I produttori erano stati invitati a presentare uno o due vini. Sapevano che il panel dei degustatori sarebbe stato composto in larghissima maggioranza da giornalisti esteri. Ebbene, in moltissimi hanno scelto di mandare vini rossi, scegliendo tra i vini rossi quelli che considerano “top di gamma”, fatti secondo il “gusto internazionale”, e dunque scurissimi di colore e muscolari nel tannino, nel fruttone e nell’alcol.

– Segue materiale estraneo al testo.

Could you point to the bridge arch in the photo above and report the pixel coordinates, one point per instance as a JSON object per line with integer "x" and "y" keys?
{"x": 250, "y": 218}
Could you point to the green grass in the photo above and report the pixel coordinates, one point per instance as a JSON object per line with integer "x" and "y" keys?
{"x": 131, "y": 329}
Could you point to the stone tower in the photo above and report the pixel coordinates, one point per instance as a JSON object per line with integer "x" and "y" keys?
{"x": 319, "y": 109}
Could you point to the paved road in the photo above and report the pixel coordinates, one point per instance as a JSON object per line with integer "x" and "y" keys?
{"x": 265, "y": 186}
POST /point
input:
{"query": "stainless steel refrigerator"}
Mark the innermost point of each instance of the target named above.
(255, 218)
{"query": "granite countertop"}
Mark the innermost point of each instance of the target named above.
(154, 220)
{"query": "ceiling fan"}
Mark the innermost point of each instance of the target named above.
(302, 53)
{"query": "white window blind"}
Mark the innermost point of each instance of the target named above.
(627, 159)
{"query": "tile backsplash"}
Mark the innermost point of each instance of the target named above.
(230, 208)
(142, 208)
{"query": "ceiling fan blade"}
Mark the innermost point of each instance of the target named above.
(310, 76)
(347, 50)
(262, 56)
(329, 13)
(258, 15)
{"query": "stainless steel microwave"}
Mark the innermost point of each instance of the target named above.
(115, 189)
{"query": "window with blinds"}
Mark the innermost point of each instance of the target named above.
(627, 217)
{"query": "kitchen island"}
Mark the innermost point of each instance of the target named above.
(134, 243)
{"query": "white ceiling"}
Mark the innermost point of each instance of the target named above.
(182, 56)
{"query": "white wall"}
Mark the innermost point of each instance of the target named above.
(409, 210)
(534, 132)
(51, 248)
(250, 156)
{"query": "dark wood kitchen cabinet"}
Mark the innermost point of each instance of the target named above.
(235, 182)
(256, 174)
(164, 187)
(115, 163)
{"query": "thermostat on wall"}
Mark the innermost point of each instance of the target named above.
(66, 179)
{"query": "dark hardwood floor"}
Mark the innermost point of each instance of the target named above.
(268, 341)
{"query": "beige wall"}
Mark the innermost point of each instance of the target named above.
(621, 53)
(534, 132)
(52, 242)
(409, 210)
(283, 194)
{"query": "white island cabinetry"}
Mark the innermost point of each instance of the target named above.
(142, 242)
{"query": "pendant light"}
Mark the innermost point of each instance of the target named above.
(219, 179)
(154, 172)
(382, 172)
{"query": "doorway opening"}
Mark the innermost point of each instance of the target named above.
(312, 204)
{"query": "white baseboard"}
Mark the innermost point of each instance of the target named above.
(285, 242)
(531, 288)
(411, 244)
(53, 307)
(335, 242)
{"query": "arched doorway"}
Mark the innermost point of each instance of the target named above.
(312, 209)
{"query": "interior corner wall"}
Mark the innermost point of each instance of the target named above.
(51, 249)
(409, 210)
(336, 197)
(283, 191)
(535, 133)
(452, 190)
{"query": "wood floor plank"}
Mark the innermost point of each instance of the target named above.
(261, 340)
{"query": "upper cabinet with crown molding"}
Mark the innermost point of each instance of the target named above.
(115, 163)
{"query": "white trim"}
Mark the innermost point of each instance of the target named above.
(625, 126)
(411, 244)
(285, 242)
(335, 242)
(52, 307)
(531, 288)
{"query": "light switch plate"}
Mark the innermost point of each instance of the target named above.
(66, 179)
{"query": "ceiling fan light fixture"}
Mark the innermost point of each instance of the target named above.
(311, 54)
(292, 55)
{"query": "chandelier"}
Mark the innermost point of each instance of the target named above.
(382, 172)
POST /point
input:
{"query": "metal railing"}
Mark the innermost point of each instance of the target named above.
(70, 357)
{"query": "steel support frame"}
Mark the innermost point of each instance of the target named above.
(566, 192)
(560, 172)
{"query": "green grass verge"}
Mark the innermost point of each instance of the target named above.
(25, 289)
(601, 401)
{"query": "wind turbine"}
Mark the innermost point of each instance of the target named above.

Il risultato? Una serie di vini ben costruiti ma banali, che sembravano fatti con lo stampino, a prescindere dal territorio di origine e dalle uve utilizzate. Territorio e vitigno di fatto erano sostanzialmente annientati da quella massa di tannicità alcolica e di iperfruttone. Roba che sarebbe andata bene in una degustazione di fine anni Novanta, ma che oggi è alla fin fine solo noiosa.

Ecco, il problema è questo qui: siccome sui mercati esteri quei vini trovano ancora ampia vendita, si ritiene che chiunque venga dall’estero apprezzi quei vini. Questa qui è la sindrome da mercato internazionale.

Invece no. Invece le cose stanno cambiando, pian piano, ma stanno cambiando, e a buona parte della critica estera quei vinoni, grazie al cielo, non interessano. Ci sono tanti wine writer nel mondo che cercano autenticità. Magari proviamo a ridargliela, se ne siamo ancora capaci.